I think this will be the final word on the Shallit issue. I've uploaded the court's rulings on a series of in limine motions, including the defendant's motion to exclude Shallit's testimony. This ruling came down on September 22nd, just before the trial began, and in it the judge refers to an agreement between the two sides that Shallit would not testify during the plaintiff's case, but would be reserved as a rebuttal witness if necessary:
As the parties agreed at the September 9, 2005 oral argument on Defendants' previously filed Motion for Summary Judgment that Plaintiffs will not present Dr. Shallit during Plaintiffs' case-in-chief and will instead reserve him as a rebuttal witness, if necessary, we will defer any further resolution of the issues presented in Defendants' Motion in Limine to Exclude the Testimony of Jeffrey Shallit, Ph.D. (doc. 154), until if and when they are reasserted by defense counsel at the time of trial.
If the defense uses Dembski's expert report in their case, then the plaintiff's will call Shallit to rebut the validity of that report. The TMLC will no doubt then offer objections to that testimony and the judge has deferred a ruling on that until if and when it occurs.
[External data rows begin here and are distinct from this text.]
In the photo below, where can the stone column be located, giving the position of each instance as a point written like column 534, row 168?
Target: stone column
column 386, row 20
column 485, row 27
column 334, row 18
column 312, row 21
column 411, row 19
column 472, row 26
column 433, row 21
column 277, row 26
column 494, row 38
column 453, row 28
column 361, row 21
At this point, it does not look like this will come to pass at all. So we have now conclusively demonstrated that Dembski's assertion that Jeff Shallit was kept off the witness stand because his deposition was "an embarrassment" to our side is false.
Now, the true test: will Dembski admit that he was wrong and that he made that claim without bothering to check the facts? I'll place the odds of him doing so at well beyond the proposed "universal probability boundary" of 1 in 10^150. Unless of course I've somehow managed to shame him into doing so. But Dembski has never shown any sense of shame before, so why start now?